One of the 33 Raptor engines on Booster 11 failed to stay lit during the initial burn, and one of the thirteen used for the landing burn failed to light. Neither engine failure affected the outcome of the flight because of redundancy in the multiple-engine design. To reduce mass during descent, a temporary design change on this test flight was used to jettison the booster hot-staging ring. Longer term, the hot-staging ring is intended to be redesigned for lighter weight and tight integration with the booster and will not be jettisoned.

B11 successfully conducted a powered vertical landing over the Gulf of Mexico, splashing down into the ocean. The booster was destroyed after tipping over, and part of the engine section was recovered in September 2024. Bill Gerstenmaier stated that the booster landed "with half a centimeter accuracy."

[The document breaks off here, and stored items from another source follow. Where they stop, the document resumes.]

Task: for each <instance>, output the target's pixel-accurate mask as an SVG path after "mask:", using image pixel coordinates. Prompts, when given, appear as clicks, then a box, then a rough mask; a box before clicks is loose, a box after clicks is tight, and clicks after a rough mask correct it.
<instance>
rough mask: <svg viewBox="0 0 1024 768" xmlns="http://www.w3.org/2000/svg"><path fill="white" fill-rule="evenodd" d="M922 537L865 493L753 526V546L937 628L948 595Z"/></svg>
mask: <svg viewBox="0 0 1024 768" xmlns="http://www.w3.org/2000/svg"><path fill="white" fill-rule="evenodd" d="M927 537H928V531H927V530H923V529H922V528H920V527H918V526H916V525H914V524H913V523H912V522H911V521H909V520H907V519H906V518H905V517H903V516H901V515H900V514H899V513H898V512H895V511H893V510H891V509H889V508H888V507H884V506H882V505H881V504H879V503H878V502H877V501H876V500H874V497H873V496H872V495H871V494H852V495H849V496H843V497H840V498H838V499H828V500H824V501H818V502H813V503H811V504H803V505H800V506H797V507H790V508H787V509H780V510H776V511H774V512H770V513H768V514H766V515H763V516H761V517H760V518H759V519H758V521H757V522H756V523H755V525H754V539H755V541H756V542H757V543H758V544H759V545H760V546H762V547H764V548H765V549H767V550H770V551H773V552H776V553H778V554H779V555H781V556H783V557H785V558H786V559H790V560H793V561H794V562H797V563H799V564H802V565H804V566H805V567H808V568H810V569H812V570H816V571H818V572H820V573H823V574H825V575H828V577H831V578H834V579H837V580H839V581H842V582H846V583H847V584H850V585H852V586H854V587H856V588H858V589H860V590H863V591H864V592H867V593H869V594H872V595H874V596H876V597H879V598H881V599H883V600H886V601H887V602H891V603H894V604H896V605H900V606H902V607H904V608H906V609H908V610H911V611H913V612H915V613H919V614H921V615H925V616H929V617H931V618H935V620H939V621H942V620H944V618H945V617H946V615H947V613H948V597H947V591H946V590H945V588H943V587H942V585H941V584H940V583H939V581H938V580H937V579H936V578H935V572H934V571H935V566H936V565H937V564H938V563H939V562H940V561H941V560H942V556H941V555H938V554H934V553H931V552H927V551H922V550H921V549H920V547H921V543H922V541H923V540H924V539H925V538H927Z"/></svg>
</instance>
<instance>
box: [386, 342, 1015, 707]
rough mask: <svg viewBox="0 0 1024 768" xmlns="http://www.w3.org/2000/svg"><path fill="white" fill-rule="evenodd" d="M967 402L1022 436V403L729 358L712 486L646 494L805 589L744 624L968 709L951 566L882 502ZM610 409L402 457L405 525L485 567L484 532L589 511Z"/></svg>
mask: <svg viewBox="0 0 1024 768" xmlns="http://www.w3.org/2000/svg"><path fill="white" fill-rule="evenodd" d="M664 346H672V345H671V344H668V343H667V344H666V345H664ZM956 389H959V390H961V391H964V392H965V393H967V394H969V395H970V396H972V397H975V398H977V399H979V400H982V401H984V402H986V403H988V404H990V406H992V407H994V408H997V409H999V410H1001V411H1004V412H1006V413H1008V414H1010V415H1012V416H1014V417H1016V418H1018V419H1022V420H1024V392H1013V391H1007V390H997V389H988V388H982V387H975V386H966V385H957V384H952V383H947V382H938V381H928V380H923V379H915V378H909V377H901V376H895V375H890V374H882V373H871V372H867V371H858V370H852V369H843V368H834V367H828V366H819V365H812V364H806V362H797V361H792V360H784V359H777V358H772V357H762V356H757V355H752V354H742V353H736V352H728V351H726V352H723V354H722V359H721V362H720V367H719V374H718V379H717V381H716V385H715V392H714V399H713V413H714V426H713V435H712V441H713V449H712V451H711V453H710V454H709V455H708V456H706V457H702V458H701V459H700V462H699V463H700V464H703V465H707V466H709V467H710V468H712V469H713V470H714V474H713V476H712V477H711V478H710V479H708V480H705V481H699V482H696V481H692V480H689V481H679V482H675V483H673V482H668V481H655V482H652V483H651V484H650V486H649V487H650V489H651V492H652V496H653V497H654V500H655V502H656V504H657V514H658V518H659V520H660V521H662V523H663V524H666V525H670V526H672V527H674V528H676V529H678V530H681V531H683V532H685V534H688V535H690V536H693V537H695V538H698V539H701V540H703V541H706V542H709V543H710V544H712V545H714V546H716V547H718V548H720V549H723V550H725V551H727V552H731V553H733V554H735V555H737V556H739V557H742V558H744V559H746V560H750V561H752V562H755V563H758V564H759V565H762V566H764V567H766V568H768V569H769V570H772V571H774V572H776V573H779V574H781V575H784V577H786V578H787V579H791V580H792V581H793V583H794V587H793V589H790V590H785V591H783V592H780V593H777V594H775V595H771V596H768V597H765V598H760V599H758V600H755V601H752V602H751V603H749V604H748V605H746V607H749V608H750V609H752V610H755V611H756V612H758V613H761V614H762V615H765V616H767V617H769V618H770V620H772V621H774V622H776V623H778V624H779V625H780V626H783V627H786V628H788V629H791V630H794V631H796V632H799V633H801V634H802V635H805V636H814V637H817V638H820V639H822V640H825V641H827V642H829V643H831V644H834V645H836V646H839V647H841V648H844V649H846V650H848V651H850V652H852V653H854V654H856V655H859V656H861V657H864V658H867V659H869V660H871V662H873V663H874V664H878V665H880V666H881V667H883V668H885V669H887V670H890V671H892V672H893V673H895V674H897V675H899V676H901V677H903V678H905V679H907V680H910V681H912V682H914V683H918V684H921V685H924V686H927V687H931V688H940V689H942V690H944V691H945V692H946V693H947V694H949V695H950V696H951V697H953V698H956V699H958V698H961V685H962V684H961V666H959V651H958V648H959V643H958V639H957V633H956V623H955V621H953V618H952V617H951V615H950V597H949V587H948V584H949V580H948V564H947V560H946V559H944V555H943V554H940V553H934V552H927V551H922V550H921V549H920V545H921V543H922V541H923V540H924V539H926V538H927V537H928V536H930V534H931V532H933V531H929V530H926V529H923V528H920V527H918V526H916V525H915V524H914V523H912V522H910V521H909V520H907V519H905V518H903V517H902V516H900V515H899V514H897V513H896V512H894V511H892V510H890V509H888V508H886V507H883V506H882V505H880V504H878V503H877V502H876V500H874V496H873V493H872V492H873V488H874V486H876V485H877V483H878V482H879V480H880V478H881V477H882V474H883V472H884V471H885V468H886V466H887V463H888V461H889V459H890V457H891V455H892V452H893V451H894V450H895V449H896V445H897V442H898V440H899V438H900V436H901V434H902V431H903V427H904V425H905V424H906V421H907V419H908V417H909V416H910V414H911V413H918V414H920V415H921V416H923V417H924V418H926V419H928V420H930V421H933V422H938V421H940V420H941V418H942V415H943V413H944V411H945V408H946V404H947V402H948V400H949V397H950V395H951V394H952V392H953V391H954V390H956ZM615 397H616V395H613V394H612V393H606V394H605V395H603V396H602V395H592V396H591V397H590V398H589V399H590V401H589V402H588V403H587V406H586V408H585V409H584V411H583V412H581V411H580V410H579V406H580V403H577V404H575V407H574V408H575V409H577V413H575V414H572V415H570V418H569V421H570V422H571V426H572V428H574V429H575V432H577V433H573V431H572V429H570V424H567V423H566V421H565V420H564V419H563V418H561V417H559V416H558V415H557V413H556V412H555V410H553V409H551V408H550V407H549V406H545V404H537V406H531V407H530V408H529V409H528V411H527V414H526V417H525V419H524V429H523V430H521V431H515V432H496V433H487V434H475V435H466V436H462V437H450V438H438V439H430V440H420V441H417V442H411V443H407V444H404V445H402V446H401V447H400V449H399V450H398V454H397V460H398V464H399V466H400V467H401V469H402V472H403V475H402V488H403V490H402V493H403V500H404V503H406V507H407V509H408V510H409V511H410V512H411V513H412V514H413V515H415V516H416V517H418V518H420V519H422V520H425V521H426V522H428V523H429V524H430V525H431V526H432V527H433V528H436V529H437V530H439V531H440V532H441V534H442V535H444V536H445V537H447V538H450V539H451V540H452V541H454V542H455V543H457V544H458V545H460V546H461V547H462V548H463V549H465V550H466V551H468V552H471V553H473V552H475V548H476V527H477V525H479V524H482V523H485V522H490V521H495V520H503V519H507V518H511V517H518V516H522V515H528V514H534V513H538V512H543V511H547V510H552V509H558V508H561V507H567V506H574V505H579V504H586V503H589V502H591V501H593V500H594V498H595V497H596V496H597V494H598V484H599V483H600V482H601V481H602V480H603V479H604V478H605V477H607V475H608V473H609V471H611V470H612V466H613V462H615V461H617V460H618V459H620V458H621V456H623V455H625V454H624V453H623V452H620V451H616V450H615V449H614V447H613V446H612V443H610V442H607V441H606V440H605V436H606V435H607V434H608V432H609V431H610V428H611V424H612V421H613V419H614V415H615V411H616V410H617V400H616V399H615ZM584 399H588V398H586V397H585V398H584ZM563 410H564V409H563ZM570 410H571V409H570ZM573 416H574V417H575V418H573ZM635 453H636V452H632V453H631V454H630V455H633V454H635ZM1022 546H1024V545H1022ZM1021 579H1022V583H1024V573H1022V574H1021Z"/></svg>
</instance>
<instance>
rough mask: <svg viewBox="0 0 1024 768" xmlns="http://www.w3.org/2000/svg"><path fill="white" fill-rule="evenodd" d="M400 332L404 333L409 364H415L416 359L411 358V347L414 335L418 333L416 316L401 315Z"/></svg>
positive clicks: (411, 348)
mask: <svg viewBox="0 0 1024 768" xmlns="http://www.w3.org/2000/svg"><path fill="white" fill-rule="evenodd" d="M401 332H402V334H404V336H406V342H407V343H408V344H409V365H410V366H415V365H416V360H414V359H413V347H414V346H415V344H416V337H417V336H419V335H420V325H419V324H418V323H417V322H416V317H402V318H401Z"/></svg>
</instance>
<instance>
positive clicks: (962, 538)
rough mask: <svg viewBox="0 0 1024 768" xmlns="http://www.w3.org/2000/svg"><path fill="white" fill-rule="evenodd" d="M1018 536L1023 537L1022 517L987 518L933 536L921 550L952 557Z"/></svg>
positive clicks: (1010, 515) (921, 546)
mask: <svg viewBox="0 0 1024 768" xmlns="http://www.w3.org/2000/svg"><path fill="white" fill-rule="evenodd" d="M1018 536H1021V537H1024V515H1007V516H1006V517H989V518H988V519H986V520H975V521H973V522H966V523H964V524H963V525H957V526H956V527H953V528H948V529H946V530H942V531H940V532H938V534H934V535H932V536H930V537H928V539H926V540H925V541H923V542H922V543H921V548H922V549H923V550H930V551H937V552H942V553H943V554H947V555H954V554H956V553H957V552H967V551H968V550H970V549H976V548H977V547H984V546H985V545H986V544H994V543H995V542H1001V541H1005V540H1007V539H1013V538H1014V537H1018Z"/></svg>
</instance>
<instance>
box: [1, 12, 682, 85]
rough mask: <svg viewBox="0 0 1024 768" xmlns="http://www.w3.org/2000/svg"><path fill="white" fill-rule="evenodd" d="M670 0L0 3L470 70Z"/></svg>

After completing a full duration burn of all six engines, Ship 29 successfully re-entered the atmosphere, maintaining attitude control despite significant visible damage to the structure and flaps, and loss of some number of heat shield tiles. Following the hypersonic descent through the atmosphere, S29 performed a powered vertical landing above the ocean before splashing into the Indian Ocean. Elon Musk said that the ship maintained subsonic control but landed approximately 6 km away from the target splashdown location.

=== Flight timeline ===

| Time | Event | June 6, 2024 |
|---|---|---|
| −01:15:00 | Flight director conducts a poll and verifies go for propellant loading | Go for propellant loading |
| −00:49:00 | Starship fuel (liquid methane) load start | Success |
| −00:47:00 | Starship oxidizer (liquid oxygen) load start | Success |
| −00:40:00 | Super Heavy fuel (liquid methane) load start | Success |
| −00:37:00 | Super Heavy oxidizer (liquid oxygen) load start | Success |
| −00:19:40 | Super Heavy and Starship engine chill | Success |
| −00:03:20 | Starship propellant load complete | Success |
| −00:02:50 | Super Heavy propellant load complete | Success |
| −00:00:30 | Flight director verifies go for launch | Go for launch |
| −00:00:10 | Flame deflector activation | Success |
| −00:00:03 | Super Heavy engine ignition | Success |
| +00:00:02 | Liftoff | Partial success 1 engine shut down at T+00:00:03 |
| +00:01:02 | Throttle down for max q during ascent (moment of peak mechanical stress on the rocket) | Success |
| +00:02:46 | Super Heavy most engines cutoff (MECO) | Success |
| +00:02:51 | Starship engine ignition and stage separation (hot-staging) | Success |
| +00:02:57 | Super Heavy boostback burn start | Success |
| +00:03:47 | Super Heavy boostback burn shutdown | Success |
| +00:04:04 | Hot-stage jettison | Success |
| +00:07:04 | Super Heavy is transonic | —N/a |
| +00:07:09 | Super Heavy landing burn startup | Partial success 12 out of 13 engines ignited |
| +00:07:24 | Super Heavy landing burn shutdown and splashdown | Success |
| +00:08:37 | Starship engine cutoff (SECO) | Success |
| +00:44:54 | Starship atmospheric reentry | Partial success Vehicle damaged on re-entry |
| +01:03:17 | Starship is transonic | —N/a |
| +01:03:38 | Starship is subsonic | —N/a |
| +01:05:36 | Starship landing flip | Success |
| +01:05:39 | Starship landing burn | Success |
| +01:05:56 | Starship splashdown | Partial success Within the target area, but 6 km (3.7 mi) off center |

== Reactions ==
The flight was hailed as a success and marked the first time the Super Heavy booster and Ship achieved controlled splashdowns. A FAA clause for Flight 4, which would allow SpaceX to continue with additional flights of the same profile without a mishap investigation as long as no public safety issues occurred, was upheld as the flight did not encounter a mishap outside of the three exceptions. On June 12, the FAA announced that they would not be requiring a mishap investigation for Flight 4 because all flight events occurred within the scope of planned and authorized activities. This was the first Starship flight test to not require an investigation.